Question

A 12.0 μF capacitor is charged to a potential of 50.0 V and discharged
through a 175 Ω resistor. How long does it take the
capacitor to lose half its charge? A 12.0 μF capacitor is charged to a potential of 50.0 V and discharged
through a 175 Ω resistor. How long does it take the
capacitor to lose half its charge? @Physics

Answer 1

I'd be interested to see the answer to this.

Answer 2

the answer is 1.5*10^-3 seconds, but I don't know how to calculate it, it involves the equation for a charging capacitor. \[\xi/R*e^(-t/RC)\]

Answer 3

The function to calculated voltage is:
\[\Large {V_c}\left( t \right) = {V_i}{e^{ - \frac{t}{{RC}}}}\]
You can work backwards from this to find the time.
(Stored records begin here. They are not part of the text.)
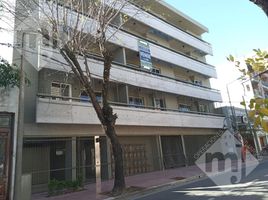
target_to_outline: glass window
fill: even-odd
[[[85,90],[82,90],[80,93],[80,100],[82,102],[89,102],[89,99],[90,99],[90,97],[89,97],[88,93]]]
[[[160,69],[152,68],[152,73],[153,74],[160,74]]]
[[[134,105],[134,107],[144,106],[144,100],[140,97],[129,97],[129,104]]]
[[[0,180],[5,176],[6,138],[0,137]]]
[[[205,104],[199,104],[199,112],[209,112],[208,105]]]
[[[165,101],[163,99],[154,99],[154,107],[155,108],[165,108]]]
[[[0,115],[0,127],[9,127],[10,126],[10,117]]]
[[[179,104],[179,111],[181,112],[189,112],[191,107],[185,104]]]
[[[52,82],[51,84],[51,95],[55,96],[52,99],[58,99],[57,97],[70,97],[71,96],[71,85],[64,83]],[[62,100],[64,100],[62,98]],[[66,99],[68,100],[68,99]]]

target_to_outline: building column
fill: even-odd
[[[110,139],[107,137],[106,139],[106,147],[107,147],[107,170],[108,170],[108,179],[113,177],[112,174],[112,154],[110,148]]]
[[[181,143],[182,143],[182,150],[183,150],[183,154],[185,157],[185,166],[188,166],[188,158],[187,158],[187,154],[186,154],[186,147],[185,147],[185,142],[184,142],[184,136],[181,135]]]
[[[127,64],[127,55],[126,55],[126,49],[122,48],[122,53],[123,53],[123,64]]]
[[[159,155],[159,166],[160,169],[165,170],[165,165],[164,165],[164,158],[163,158],[163,150],[162,150],[162,142],[161,142],[161,136],[157,135],[156,136],[156,144],[157,144],[157,149],[158,149],[158,155]]]
[[[72,181],[76,180],[76,137],[72,137]]]
[[[101,193],[101,152],[100,152],[100,136],[94,137],[95,145],[95,169],[96,169],[96,193]]]

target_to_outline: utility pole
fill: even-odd
[[[238,127],[237,127],[235,109],[234,109],[234,106],[232,105],[231,96],[230,96],[230,92],[229,92],[229,85],[234,83],[235,81],[238,81],[239,79],[240,79],[240,77],[235,79],[235,80],[233,80],[232,82],[226,84],[226,90],[227,90],[227,95],[228,95],[228,100],[229,100],[229,105],[230,105],[231,115],[232,115],[232,117],[230,118],[231,119],[230,125],[231,125],[231,128],[232,128],[233,132],[237,131]],[[228,112],[228,115],[229,115],[229,109],[227,109],[227,112]]]
[[[245,98],[244,98],[244,96],[242,96],[242,98],[243,98],[243,102],[245,102]],[[246,113],[246,116],[247,116],[247,118],[249,119],[249,117],[248,117],[248,111],[247,111],[247,107],[246,107],[246,105],[244,105],[244,107],[245,107],[245,113]],[[255,146],[256,146],[256,153],[257,153],[257,156],[258,156],[258,155],[260,154],[260,152],[261,152],[261,148],[260,148],[259,141],[258,141],[258,140],[259,140],[259,139],[258,139],[258,135],[257,135],[255,129],[252,128],[251,123],[250,123],[250,120],[248,120],[248,127],[249,127],[249,131],[250,131],[251,134],[253,135],[254,142],[255,142]]]
[[[16,145],[16,165],[15,165],[15,188],[14,200],[21,199],[21,176],[22,176],[22,150],[24,135],[24,38],[25,32],[21,37],[21,65],[20,65],[20,87],[19,87],[19,108],[18,108],[18,127],[17,127],[17,145]]]

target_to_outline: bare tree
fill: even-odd
[[[88,93],[103,130],[111,142],[115,164],[114,194],[122,193],[126,184],[122,147],[115,129],[118,116],[108,101],[113,62],[109,40],[115,37],[120,26],[131,18],[126,15],[122,18],[121,15],[121,11],[130,3],[129,0],[17,0],[16,9],[11,9],[8,4],[4,6],[25,29],[38,29],[44,38],[52,40],[52,45],[59,50]],[[119,23],[115,23],[117,21]],[[92,52],[99,54],[104,61],[102,102],[98,102],[92,85],[91,66],[87,59]],[[84,60],[83,63],[79,62],[81,59]]]
[[[268,0],[250,0],[250,1],[255,3],[260,8],[262,8],[266,16],[268,16]]]

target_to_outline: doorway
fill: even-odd
[[[0,113],[0,199],[9,197],[11,169],[11,115]]]

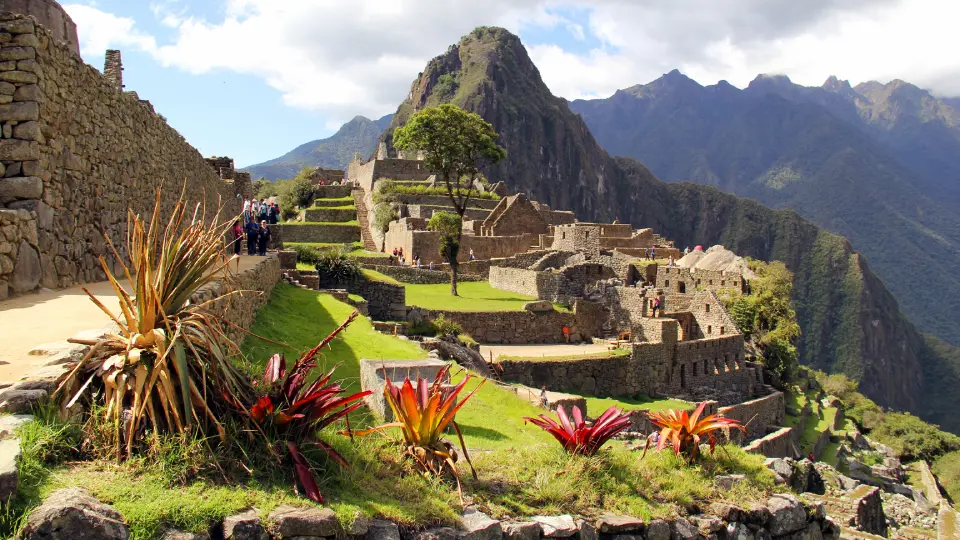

Step by step:
\[\Large \begin{array}{l}
{V_c}\left( t \right) = {V_i}{e^{ - \frac{t}{{RC}}}}\\
\ln \left( {{V_c}} \right) = \ln \left( {{V_i}{e^{ - \frac{t}{{RC}}}}} \right) = \ln \left( {{V_i}} \right) + \ln \left( {{e^{ - \frac{t}{{RC}}}}} \right)\\
\ln ({V_c}) = \ln ({V_i}) - \frac{t}{{RC}}\\
\ln ({V_c}) - \ln ({V_i}) = - \frac{t}{{RC}}\\
\ln \left( {\frac{{{V_c}}}{{{V_i}}}} \right) = - \frac{t}{{RC}}\\
t = - RC \cdot \ln \left( {\frac{{{V_c}}}{{{V_i}}}} \right)\\
t = - 175 \cdot \left( {12 \times {{10}^{ - 6}}} \right) \cdot \ln \left( {\frac{{25}}{{50}}} \right)\\
= 1.4556 \times {10^{ - 3}}{\rm{s}}
\end{array}\]
A handy formula to keep around would be:
\[\Large t = - RC \cdot \ln \left( p \right)\]Where p is the decimal percentage of voltage change (i.e. Vc/Vi).